To keep their freezers full, Gail and Terry grow much of what is cooked in their country kitchen. “We enjoy our garden, and we hardly ever eat food from a can unless a certain recipe calls for it,” she says.
Gail says she grew up cooking with her mother who taught her to love freshly grown and homemade foods. “Mother was always a homemaker, and I remember clearly watching her make jellies and jams, cakes and tea cakes. So many women now don’t know anything about cooking. It makes me thankful I learned,” Gail says.
Like her mother, Gail says she’s sharing her love of home-grown produce with her son Jason and his family. “My daughter-in-law, Crystal, told me she had never shelled peas in her life, but now she’s learned. And she’s great at cutting corn. She and Jason bought a freezer this year so they can have their own supply of vegetables,” says Gail.

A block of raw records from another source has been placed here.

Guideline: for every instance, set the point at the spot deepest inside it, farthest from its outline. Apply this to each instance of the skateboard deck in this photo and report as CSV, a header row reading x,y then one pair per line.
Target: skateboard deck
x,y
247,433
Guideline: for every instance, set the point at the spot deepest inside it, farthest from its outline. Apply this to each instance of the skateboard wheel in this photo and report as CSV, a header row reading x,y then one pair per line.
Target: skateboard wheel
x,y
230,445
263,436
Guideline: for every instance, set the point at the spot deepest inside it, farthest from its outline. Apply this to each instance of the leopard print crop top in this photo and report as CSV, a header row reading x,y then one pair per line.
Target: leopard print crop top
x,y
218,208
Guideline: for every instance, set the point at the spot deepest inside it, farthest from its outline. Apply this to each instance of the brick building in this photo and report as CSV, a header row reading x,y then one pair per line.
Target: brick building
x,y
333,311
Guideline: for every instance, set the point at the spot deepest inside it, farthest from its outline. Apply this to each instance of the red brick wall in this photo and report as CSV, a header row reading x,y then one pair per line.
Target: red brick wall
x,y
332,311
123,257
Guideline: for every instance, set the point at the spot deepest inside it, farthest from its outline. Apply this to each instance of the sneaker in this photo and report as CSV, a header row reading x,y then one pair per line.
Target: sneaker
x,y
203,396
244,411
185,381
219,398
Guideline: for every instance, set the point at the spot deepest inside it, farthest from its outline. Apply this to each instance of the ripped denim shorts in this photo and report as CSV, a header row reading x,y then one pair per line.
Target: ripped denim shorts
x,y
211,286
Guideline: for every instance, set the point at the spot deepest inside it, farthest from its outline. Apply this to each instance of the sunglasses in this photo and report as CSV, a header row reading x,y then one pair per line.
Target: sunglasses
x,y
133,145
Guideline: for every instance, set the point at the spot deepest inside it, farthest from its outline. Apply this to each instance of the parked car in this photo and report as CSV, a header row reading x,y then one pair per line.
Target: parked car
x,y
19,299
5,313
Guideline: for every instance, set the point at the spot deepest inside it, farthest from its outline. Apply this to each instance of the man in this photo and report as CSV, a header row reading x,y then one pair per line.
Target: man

And while she enjoys working with her son and daughter-in-law, Gail’s favorite garden partner is her 2-year-old granddaughter, Lydia Brooke. “She gets out in the garden and picks vegetables with her Daddy. She and I rode our (four-wheeler) out around our pine trees the other day, and she told me she saw a strawberry that was black, so she picked her first blackberry with Maw-maw,” Gail said with pride.
Gail says she and Terry feel blessed that their family lives so close to them, and she usually cooks lunch for them on Sundays, a tradition she enjoys.
Terry serves on the Federation’s Board of Directors for Lamar County, a position Gail says he’s held since the 1970s. In addition to their garden, Gail says Terry grows pines on their property.
While this year’s drought has been hard on farmers across Alabama, Gail says a small waterway on their property has provided enough water to keep their garden growing.
“I hope we’ll continue to have enough vegetables to share with our friends who don’t have that extra bit of water,” she adds.
According to Gail, selecting recipes for the Country Kitchen was difficult because of the way she cooks.
“I use a bunch of handfuls of this and that in my kitchen. I like to experiment and make things up when I cook. So, following recipes and measuring ingredients are not that common for me,” she says.
Still, her love of vegetables is reflected in her freestyle cuisine like Chicken Pot Pie as well as her salad recipes.